Learn why Two Sigma standardized on our optimization solution to scale their research efforts. Read More

$\def\gg{\mathbf{g}} \def\xx{\mathbf{x}} \def\yy{\mathbf{y}} \def\mD{\mathbf{D}} \def\mG{\mathbf{G}} \def\mW{\mathbf{W}} \def\mX{\mathbf{X}} \def\mY{\mathbf{Y}} \def\sgn{\mathrm{sgn}} \def\RR{\mathbb{R}} \def\cD{\mathcal{D}} \def\cF{\mathcal{F}} \def\cN{\mathcal{N}} \def\cO{\mathcal{O}} \def\cS{\mathcal{S}} \DeclareMathOperator*{\argmin}{argmin} \DeclareMathOperator*{\argmax}{argmax} \DeclareMathOperator{\me}{e}$

# Clustering Applied to Acquisition Functions

All Model Types, Modeling Best Practices

Bayesian optimization of some function $$f$$ is powered by two key components:

• a probabilistic surrogate model which encapsulates the understanding of $$f$$ given the data that has been observed, and
• an acquisition function, which assigns a sense of benefit to sampling at a future location and which is maximized to identify subsequent suggested evaluation points.

Many different surrogate models exist (including Gaussian processesrandom forests,kernel density estimationneural networks, among others) and many different acquisition functions exist (including probability of improvementexpected improvementknowledge gradiententropy searchupper confidence bound, among others).

This blog post discusses recent advances in interpreting the upper confidence bound acquisition function (abbreviated below as UCB) from a geometric perspective. In particular, this post is an abbreviated version of an article I will be presenting on Tuesday, April 17 at ICASSP 2018 in Calgary. I hope that anyone attending this conference who is interested will join the Probabilistic Models session (MLSP-P2) at 1:30pm.

## Upper Confidence Bound

The Upper Confidence Bound1 (UCB) acquisition function balances exploration of the function $$f$$ and exploitation of the current state of the surrogate model.

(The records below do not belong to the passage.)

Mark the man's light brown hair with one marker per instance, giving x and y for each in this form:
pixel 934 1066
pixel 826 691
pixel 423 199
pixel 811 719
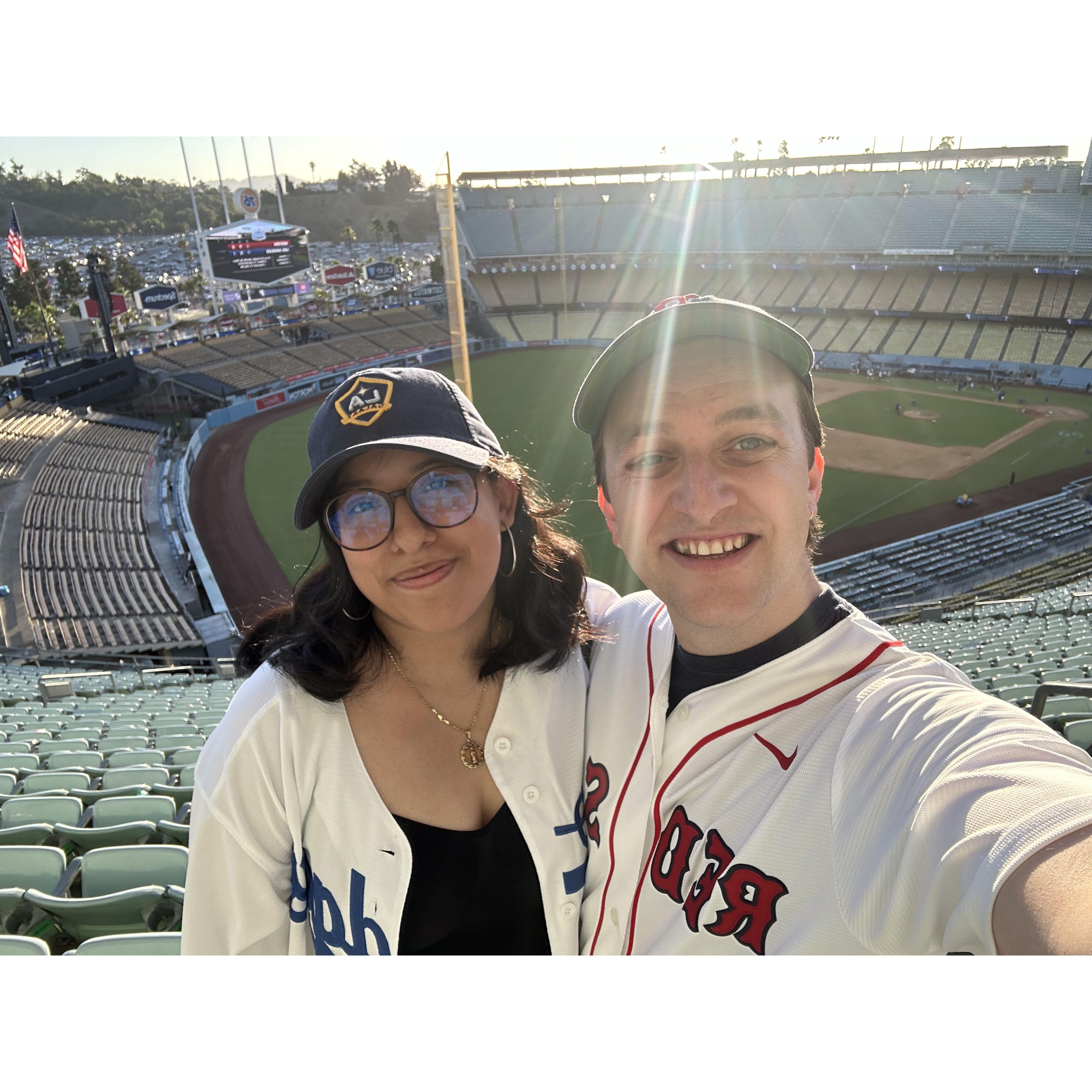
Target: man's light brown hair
pixel 813 434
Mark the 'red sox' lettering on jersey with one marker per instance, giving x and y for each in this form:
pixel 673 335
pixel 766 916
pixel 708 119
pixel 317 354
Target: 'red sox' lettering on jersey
pixel 818 804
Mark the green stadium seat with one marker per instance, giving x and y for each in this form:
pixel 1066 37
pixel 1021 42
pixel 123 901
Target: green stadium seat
pixel 24 946
pixel 28 866
pixel 1063 709
pixel 136 758
pixel 74 760
pixel 118 821
pixel 125 889
pixel 132 944
pixel 186 756
pixel 65 780
pixel 88 733
pixel 58 746
pixel 1020 695
pixel 29 821
pixel 136 776
pixel 1080 733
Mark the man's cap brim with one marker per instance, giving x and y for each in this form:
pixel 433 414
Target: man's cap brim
pixel 316 486
pixel 655 334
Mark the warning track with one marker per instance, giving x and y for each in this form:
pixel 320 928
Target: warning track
pixel 245 568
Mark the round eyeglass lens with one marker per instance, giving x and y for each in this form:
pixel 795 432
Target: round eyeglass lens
pixel 445 498
pixel 361 520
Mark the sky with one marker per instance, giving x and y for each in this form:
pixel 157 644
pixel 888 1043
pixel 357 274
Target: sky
pixel 499 87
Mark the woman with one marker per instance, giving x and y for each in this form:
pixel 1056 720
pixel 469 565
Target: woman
pixel 402 771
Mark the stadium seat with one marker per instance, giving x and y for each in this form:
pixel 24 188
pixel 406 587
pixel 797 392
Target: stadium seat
pixel 1080 733
pixel 125 889
pixel 58 746
pixel 118 821
pixel 74 760
pixel 136 758
pixel 132 944
pixel 177 830
pixel 24 946
pixel 30 821
pixel 67 780
pixel 136 776
pixel 22 867
pixel 186 756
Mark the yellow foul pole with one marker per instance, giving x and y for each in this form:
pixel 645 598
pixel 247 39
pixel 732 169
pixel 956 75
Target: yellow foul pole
pixel 453 277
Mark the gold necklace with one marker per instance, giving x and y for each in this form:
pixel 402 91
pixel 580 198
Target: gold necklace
pixel 471 753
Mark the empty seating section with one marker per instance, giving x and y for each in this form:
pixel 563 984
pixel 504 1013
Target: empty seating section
pixel 24 431
pixel 915 568
pixel 100 861
pixel 984 222
pixel 1021 344
pixel 89 576
pixel 264 356
pixel 1026 295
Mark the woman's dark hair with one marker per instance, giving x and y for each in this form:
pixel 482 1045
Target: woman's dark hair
pixel 539 612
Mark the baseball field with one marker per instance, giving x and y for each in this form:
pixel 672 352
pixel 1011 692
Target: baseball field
pixel 880 461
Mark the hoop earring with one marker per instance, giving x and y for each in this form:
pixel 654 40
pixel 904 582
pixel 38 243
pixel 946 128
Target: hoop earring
pixel 513 541
pixel 354 618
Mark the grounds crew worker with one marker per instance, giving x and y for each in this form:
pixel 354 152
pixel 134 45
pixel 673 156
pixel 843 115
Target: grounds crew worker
pixel 768 770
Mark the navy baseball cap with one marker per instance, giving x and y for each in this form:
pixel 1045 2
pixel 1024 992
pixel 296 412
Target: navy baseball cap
pixel 678 319
pixel 391 408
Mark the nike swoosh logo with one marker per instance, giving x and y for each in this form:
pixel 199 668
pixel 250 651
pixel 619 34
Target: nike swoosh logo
pixel 783 760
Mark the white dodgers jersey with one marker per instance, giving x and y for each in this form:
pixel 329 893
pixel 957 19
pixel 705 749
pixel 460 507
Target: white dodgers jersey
pixel 851 797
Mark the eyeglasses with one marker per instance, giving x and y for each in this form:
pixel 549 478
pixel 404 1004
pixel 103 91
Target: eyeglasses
pixel 364 519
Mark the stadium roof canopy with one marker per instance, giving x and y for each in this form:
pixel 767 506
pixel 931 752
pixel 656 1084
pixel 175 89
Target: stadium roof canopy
pixel 249 226
pixel 936 155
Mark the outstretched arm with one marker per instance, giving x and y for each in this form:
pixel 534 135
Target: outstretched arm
pixel 1045 907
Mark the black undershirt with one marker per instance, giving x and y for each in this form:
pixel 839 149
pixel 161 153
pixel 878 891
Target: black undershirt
pixel 691 673
pixel 472 893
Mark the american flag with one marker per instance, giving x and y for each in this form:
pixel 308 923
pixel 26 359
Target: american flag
pixel 16 243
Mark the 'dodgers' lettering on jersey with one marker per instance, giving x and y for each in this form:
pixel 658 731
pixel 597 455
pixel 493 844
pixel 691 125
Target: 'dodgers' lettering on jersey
pixel 327 922
pixel 751 897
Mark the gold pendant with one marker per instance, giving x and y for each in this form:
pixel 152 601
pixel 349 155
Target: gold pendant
pixel 472 754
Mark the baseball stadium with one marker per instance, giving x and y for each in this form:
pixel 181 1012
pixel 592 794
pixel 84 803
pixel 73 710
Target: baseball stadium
pixel 148 486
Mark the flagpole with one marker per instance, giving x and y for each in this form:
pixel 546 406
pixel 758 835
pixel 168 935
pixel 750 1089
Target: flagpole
pixel 45 321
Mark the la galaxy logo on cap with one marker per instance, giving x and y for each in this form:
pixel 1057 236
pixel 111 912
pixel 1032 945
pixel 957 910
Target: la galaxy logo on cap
pixel 365 402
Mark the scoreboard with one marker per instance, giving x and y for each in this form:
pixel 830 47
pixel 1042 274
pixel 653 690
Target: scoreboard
pixel 258 253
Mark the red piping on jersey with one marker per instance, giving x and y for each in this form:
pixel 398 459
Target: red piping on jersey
pixel 629 778
pixel 717 735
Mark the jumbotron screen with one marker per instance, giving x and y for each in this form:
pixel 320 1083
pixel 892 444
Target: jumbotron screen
pixel 256 256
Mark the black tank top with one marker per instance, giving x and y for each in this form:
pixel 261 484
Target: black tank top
pixel 472 893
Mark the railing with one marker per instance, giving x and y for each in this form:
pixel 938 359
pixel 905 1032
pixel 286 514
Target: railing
pixel 1001 603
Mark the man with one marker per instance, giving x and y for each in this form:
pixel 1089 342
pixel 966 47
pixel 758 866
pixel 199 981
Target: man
pixel 768 770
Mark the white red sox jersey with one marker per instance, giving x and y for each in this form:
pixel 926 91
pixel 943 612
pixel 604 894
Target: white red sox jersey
pixel 852 797
pixel 293 851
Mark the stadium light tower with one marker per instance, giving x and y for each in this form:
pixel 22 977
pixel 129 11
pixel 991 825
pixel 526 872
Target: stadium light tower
pixel 453 276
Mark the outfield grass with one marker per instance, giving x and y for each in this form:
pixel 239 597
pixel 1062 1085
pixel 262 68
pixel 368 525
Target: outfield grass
pixel 852 499
pixel 971 423
pixel 527 398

In the simplest case, we assume that the surrogate mdoel is a Gaussian process, meaning that the UCB can be written as

$$a(\xx) = -(\mu(\xx) – \kappa\sigma(\xx))$$

where $$\mu(\xx)$$ and $$\sigma^2(\xx)$$ are the mean and variance of the surrogate model. The value $$\kappa$$ is a free parameter which can be chosen so as to enforce a specific balance between exploration (high $$\sigma$$) and exploitation (low $$\mu$$). Assuming the current data $$\cD_n$$ is used to generate the surrogate model and, consequently, the UCB function $$a(\xx;\cD_n)$$, the $$n+1$$th point to evaluate would be determined by

$$\xx_{n+1} = \argmax_{\xx} a(\xx;\cD_n).$$

At this point, it helps to consider a specific example. Suppose that we are given

$$f(\xx) = 1 – \sqrt{x_1 x_2} \sin (x_1) \sin (x_2)$$

where $$\xx = \begin{pmatrix}x_1\\x_2\end{pmatrix}$$ is two-dimensional vector. A contour plot is presented in the figure below.

Figure 1: Contour plot of a moderately interesting function.

After 40 observed results (red dots) are present in $$\cD_{40}$$, the surrogate model mean $$\mu(\xx)$$ standard deviation $$\sigma^2(\xx)$$, and UCB $$a$$ are computed and displayed in the figure below. The surrogate model and choice of $$\kappa=1$$ were designed to produce easily interpreted pictures; the details of surrogate development are beyond the scope of this article and likely involve likelihood computation.

Figure 2: Contour plots of (left) mean, (center) standard deviation, and (right) UCB. Red points are known observations. The gray star in the right panel is the max of the UCB, and thus the next point to test in the optimization.

## Maximizing the Upper Confidence Bound

As seen in the UCB graph in Figure 2, the acquisition function is multimodal which will require some form of nonconvex optimization to maximize. Such a process is expensive and potentially complicated, often without simple guarantees of being able to easily identify the best UCB point (the gray star).2

Of particular note in this acquisition function maximization scenario is the impact of the “initial guess”, a commonly required component of iterative algorithms.3 This issue has always existed, and appears here when convex optimization tools are used to try to identify the maximum of $$a$$. The figure below shows the solutions that two standard optimizers, Powell’s method and a modification of Newton’s method, will find, as a function of the initial guess (for plotting cleanliness, solutions owned by less than 2% of the domain were not provided their own regions).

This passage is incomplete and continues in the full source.